Jejakperistiwa.online
LEBAK – Ketua Komisi III DPRD Lebak H. Eko Prihadiono angkat bicara terkait adanya polemik di Balai Pengobatan Ar- Rohman yang beralamat di Kampung Tutul, Desa Citeras, Kecamatan Rangkasbitung, Kabupaten Lebak, Banten yang diduga menerima pasien rawat inap namun belum memiliki ijin rawat inap. Menurutnya, Dinkes Lebak harus intens melakukan pengawasan terhadap Klinik-Klinik maupun Balai Pengobatan di Kabupaten Lebak agar berjalan sesuai dengan aturan yang berlaku.
“Nah, ini jangan tutup mata dan telinga, ini soal pelayanan kesehatan loh. Artinya Dinkes Lebak ini harus tegas dan intens melakukan pengawasan. Jangan sampai ada yang melakukan praktek rawat inap namun belum memiliki ijin. Kemudian
kalau mereka tidak memiliki ijin tentunya kan itu tidak masuk ke PAD juga. Urus dulu ijinnya baru melakukan praktek yang sesuai dengan aturan,” tegas Ketua Komisi III DPRD H. Eko Prihadiono, Jumat (7/10/2022).
” Peraturan Menteri Kesehatan Republik Indonesia Nomor 9 tahun 2014 tentang klinik BAB III Pasal 6 sudah jelas disitu aturannya terkait pasilitas rawat inap. Jadi jangan melakukan praktek praktek yang diluar aturan yang berlaku, jika memang belum memiliki ijin rawat inap ya gak boleh menerima rawat inap,” ujar H. Eko.
Politisi Fraksi Gerindra tersebut menegaskan, jangan pernah main-main dengan aturan yang sudah di tetapkan oleh pemerintah terkait paslitas pelayanan kesehatan. Apalagi, kata ia, hal tersebut sudah di atur dalam Peraturan Menteri.
” Jika memang belum memadai jangan lah di paksakan. Tutup saja dulu. Ini soal penanganan kesehatan loh, jadi jangan main main.
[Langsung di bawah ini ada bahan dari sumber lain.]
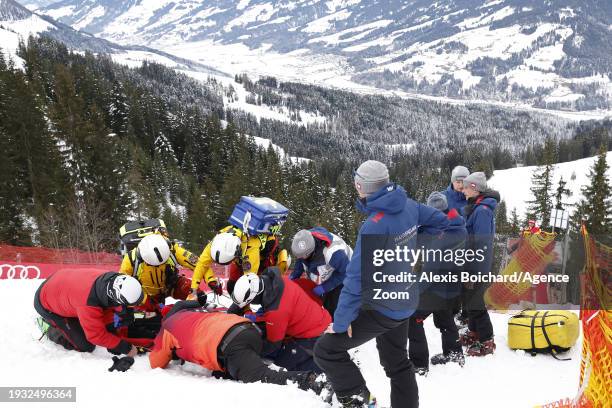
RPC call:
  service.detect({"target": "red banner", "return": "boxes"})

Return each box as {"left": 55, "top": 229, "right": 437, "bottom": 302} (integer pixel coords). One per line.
{"left": 0, "top": 261, "right": 228, "bottom": 282}
{"left": 0, "top": 261, "right": 122, "bottom": 280}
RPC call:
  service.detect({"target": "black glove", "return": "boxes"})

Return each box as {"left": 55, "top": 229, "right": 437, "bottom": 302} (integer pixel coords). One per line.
{"left": 108, "top": 356, "right": 135, "bottom": 372}
{"left": 196, "top": 291, "right": 208, "bottom": 306}
{"left": 209, "top": 281, "right": 223, "bottom": 296}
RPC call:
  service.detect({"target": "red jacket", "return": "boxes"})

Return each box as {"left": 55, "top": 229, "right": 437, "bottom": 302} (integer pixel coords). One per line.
{"left": 149, "top": 307, "right": 248, "bottom": 372}
{"left": 39, "top": 270, "right": 129, "bottom": 353}
{"left": 256, "top": 270, "right": 331, "bottom": 343}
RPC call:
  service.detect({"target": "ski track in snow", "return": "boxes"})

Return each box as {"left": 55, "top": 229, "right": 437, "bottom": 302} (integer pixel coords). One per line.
{"left": 2, "top": 280, "right": 581, "bottom": 408}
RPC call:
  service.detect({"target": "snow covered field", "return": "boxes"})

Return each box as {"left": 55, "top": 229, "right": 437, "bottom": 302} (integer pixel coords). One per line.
{"left": 1, "top": 279, "right": 581, "bottom": 408}
{"left": 489, "top": 151, "right": 612, "bottom": 219}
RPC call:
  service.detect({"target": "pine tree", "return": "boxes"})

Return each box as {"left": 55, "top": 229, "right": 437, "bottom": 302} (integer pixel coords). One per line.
{"left": 526, "top": 137, "right": 556, "bottom": 229}
{"left": 575, "top": 145, "right": 611, "bottom": 235}
{"left": 509, "top": 208, "right": 521, "bottom": 236}
{"left": 108, "top": 81, "right": 130, "bottom": 138}
{"left": 554, "top": 176, "right": 571, "bottom": 210}
{"left": 495, "top": 200, "right": 510, "bottom": 234}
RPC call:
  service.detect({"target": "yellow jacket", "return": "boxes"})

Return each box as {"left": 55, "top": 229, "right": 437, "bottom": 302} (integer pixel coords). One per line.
{"left": 191, "top": 226, "right": 288, "bottom": 290}
{"left": 120, "top": 241, "right": 198, "bottom": 298}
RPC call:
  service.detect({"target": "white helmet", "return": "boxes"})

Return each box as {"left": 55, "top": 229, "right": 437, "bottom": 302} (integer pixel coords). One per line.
{"left": 231, "top": 273, "right": 264, "bottom": 308}
{"left": 110, "top": 275, "right": 144, "bottom": 305}
{"left": 138, "top": 234, "right": 171, "bottom": 266}
{"left": 210, "top": 232, "right": 242, "bottom": 265}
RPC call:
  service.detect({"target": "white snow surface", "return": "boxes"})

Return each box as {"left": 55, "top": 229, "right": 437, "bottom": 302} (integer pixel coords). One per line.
{"left": 0, "top": 14, "right": 54, "bottom": 68}
{"left": 73, "top": 5, "right": 105, "bottom": 31}
{"left": 249, "top": 135, "right": 311, "bottom": 164}
{"left": 1, "top": 279, "right": 582, "bottom": 408}
{"left": 488, "top": 151, "right": 612, "bottom": 219}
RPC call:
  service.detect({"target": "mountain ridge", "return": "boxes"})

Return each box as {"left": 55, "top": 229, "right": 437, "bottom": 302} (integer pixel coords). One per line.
{"left": 35, "top": 0, "right": 612, "bottom": 112}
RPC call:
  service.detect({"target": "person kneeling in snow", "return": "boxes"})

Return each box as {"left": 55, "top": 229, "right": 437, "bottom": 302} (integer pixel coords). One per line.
{"left": 34, "top": 270, "right": 144, "bottom": 357}
{"left": 231, "top": 268, "right": 331, "bottom": 373}
{"left": 290, "top": 227, "right": 352, "bottom": 316}
{"left": 149, "top": 297, "right": 327, "bottom": 396}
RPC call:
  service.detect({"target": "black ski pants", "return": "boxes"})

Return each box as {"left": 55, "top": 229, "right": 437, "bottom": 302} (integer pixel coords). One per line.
{"left": 408, "top": 309, "right": 461, "bottom": 368}
{"left": 221, "top": 325, "right": 311, "bottom": 388}
{"left": 464, "top": 283, "right": 494, "bottom": 341}
{"left": 34, "top": 284, "right": 95, "bottom": 352}
{"left": 314, "top": 309, "right": 418, "bottom": 408}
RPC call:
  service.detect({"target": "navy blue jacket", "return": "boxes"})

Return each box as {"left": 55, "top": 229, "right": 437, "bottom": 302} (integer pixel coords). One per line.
{"left": 333, "top": 184, "right": 450, "bottom": 333}
{"left": 443, "top": 184, "right": 467, "bottom": 215}
{"left": 464, "top": 191, "right": 499, "bottom": 276}
{"left": 420, "top": 208, "right": 467, "bottom": 299}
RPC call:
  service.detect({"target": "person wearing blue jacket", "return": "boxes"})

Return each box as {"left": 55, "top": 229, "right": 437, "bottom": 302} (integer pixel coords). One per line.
{"left": 290, "top": 227, "right": 352, "bottom": 316}
{"left": 314, "top": 160, "right": 449, "bottom": 408}
{"left": 408, "top": 192, "right": 466, "bottom": 376}
{"left": 444, "top": 166, "right": 470, "bottom": 327}
{"left": 443, "top": 165, "right": 469, "bottom": 214}
{"left": 460, "top": 172, "right": 500, "bottom": 357}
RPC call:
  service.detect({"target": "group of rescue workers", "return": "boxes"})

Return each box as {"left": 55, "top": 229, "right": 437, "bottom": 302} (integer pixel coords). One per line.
{"left": 34, "top": 160, "right": 503, "bottom": 408}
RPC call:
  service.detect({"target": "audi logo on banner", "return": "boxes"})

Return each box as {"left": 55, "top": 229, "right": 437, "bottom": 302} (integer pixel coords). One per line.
{"left": 0, "top": 264, "right": 42, "bottom": 279}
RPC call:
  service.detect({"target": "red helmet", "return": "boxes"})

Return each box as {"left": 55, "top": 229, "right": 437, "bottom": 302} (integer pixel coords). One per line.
{"left": 528, "top": 219, "right": 536, "bottom": 225}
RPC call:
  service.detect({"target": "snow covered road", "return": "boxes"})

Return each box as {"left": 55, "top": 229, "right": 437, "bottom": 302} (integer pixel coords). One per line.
{"left": 0, "top": 280, "right": 581, "bottom": 407}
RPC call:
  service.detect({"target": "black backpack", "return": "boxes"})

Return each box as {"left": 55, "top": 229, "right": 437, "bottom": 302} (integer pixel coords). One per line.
{"left": 119, "top": 219, "right": 167, "bottom": 255}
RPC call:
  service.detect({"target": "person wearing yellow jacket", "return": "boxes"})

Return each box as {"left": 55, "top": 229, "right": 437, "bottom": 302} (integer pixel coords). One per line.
{"left": 120, "top": 234, "right": 198, "bottom": 308}
{"left": 191, "top": 225, "right": 289, "bottom": 296}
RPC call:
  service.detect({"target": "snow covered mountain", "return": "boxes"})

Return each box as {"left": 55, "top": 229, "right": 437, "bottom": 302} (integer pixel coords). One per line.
{"left": 0, "top": 0, "right": 221, "bottom": 74}
{"left": 37, "top": 0, "right": 612, "bottom": 112}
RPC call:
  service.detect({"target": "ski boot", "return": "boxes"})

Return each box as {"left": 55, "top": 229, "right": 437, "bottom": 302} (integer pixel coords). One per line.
{"left": 414, "top": 366, "right": 429, "bottom": 376}
{"left": 467, "top": 339, "right": 496, "bottom": 357}
{"left": 36, "top": 317, "right": 50, "bottom": 340}
{"left": 459, "top": 329, "right": 478, "bottom": 347}
{"left": 299, "top": 372, "right": 334, "bottom": 403}
{"left": 337, "top": 387, "right": 377, "bottom": 408}
{"left": 430, "top": 351, "right": 465, "bottom": 367}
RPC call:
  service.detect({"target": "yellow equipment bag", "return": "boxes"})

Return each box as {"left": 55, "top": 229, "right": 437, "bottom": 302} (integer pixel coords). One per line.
{"left": 507, "top": 310, "right": 579, "bottom": 360}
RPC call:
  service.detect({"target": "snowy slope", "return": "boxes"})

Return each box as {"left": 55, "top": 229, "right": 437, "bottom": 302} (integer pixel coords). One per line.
{"left": 489, "top": 151, "right": 612, "bottom": 219}
{"left": 2, "top": 279, "right": 582, "bottom": 408}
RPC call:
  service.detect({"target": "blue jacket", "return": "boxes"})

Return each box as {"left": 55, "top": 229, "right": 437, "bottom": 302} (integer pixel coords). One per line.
{"left": 333, "top": 184, "right": 450, "bottom": 333}
{"left": 420, "top": 208, "right": 467, "bottom": 298}
{"left": 289, "top": 227, "right": 350, "bottom": 294}
{"left": 464, "top": 191, "right": 499, "bottom": 275}
{"left": 443, "top": 184, "right": 467, "bottom": 215}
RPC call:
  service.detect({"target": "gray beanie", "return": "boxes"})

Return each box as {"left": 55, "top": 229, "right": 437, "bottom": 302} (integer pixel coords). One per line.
{"left": 354, "top": 160, "right": 390, "bottom": 196}
{"left": 451, "top": 166, "right": 470, "bottom": 183}
{"left": 463, "top": 172, "right": 488, "bottom": 192}
{"left": 291, "top": 229, "right": 315, "bottom": 259}
{"left": 427, "top": 191, "right": 448, "bottom": 211}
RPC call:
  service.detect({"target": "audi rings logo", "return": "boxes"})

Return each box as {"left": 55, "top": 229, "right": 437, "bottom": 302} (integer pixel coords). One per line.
{"left": 0, "top": 264, "right": 41, "bottom": 279}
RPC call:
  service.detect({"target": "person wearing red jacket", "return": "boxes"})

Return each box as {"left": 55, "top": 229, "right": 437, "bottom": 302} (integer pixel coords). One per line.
{"left": 34, "top": 270, "right": 144, "bottom": 356}
{"left": 149, "top": 298, "right": 328, "bottom": 396}
{"left": 231, "top": 268, "right": 331, "bottom": 373}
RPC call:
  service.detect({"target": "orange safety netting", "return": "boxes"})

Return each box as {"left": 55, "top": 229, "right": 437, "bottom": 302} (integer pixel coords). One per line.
{"left": 485, "top": 231, "right": 557, "bottom": 310}
{"left": 0, "top": 244, "right": 121, "bottom": 265}
{"left": 537, "top": 226, "right": 611, "bottom": 408}
{"left": 574, "top": 226, "right": 611, "bottom": 408}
Tentu semua harus sesuai aturan yang sudah di tetapkan terkait rawat inap maupun pelayanan kesehatan yang lainnya,” tegasnya.
” Untuk itu, saya tegaskan Dinkes Lebak harus sigap melakukan pengawasan. Jadi jangan sampai ada Klinik atau Balai pengobatan yang beroperasi tanpa memiliki ijin terlebih dahulu yang mengatur terkait pasilitas rawat inap tersebut,” tambah H. Eko.
Yudistira Aktivis Lebak mengungkapkan bahwa Balai Pengobatan Ar- Rohman tersebut diduga telah menerima pasien rawat inap, padahal BP Ar-Rohman belum memiliki ijin dan fasilitas rawat inap.
“Semua persyaratan itu mutlak harus ditempuh oleh Balai Pengobatan yang menyelenggarakan fasilitas rawat inap. Jika persyaratan tersebut tidak di tempuh, diduga kuat Balai Pengobatan tersebut telah mengkangkangi aturan yang baku dan bisa dikatagorikan melakukan praktik ilegal,” kata Yudistira.
Dengan Fakta yang ada, lanjut Yudistira, pihaknya menduga kuat adanya praktik rawat inap ilegal di Balai Pengobatan tersebut.
” Kejadian ini tentunya akibat dari lemahnya monitoring dan pengawasan internal dari pihak Dinas Kesehatan Lebak selaku liding sektor pengawasan,” katanya.
Lanjut Yudis, pihak Dinas Kesehatan Lebak juga seharusnya lebih teliti lagi ketika melakukan monitoring, sehingga tidak terjadi klinik yang ijinnya hanya klinik berobat jalan tapi melakukan pengobatan dengan melakukan rawat inap.
“Hal ini jelas menandakan kalau pihak dinas tidak maksimal dalam melakukan tugas monitoringnya, malah kuat kemungkinan ada kongkalikong antara pihak pegawasan dari dinas dengan pihak pengelola” katanya.
Kabid Yankes Dinas Kesehatan Lebak Dr Budi ketika di konfrimasi awak media menyampaikan, bahwa Statusnya klinik tersebut pratama tanpa rawat inap, dan di PMK No.14 Tahun 2021 tidak diwajibkan punya ambulan dan ipal.
” IPAL sudah punya, tapi belum dioperasionalkan. Karena unit rawat inap juga sedang dalam pembangunan. Ijin operasional habis 2023 dan akan diperpanjang dan rubah status jadi klinik pratama dengan rawat inap. Ambulans memang belum punya, adanya kendaraan operasional,” kata Dr. Budi.
Lanjut Dr. Budi, Ijinnya klinik pratama BP Arrohman adalah nama dari berdiri awal dulu sebelum jadi klinik.
Ketika ditanya bagaimana terkait sorotan aktivis Lebak yang menduga bahwa BP Arrohman tersebut menerima rawat inap smenetara belum memiliki ijin. Kata Dr. Budi, pihaknya telah memanggil dan memberikan teguran.
” Ya tentunya diberikan teguran terkait itu. Pihak klinik sudah dipanggil ke Dinkes. Sanksi juga itu bertahap, mulai dari teguran lisan kalo tidak diindahkan ditindaklanjuti kemudian diberikan teguran tertulis, kalo gak diindahkan juga baru pencabutan rekomendasi ijin operasional. Kalo langsung dicabut rekomendasi artinya pihak Dinkes arogan, karena harus ada fungsi pembinaan dan pengawasan,” kata Dr. Budi.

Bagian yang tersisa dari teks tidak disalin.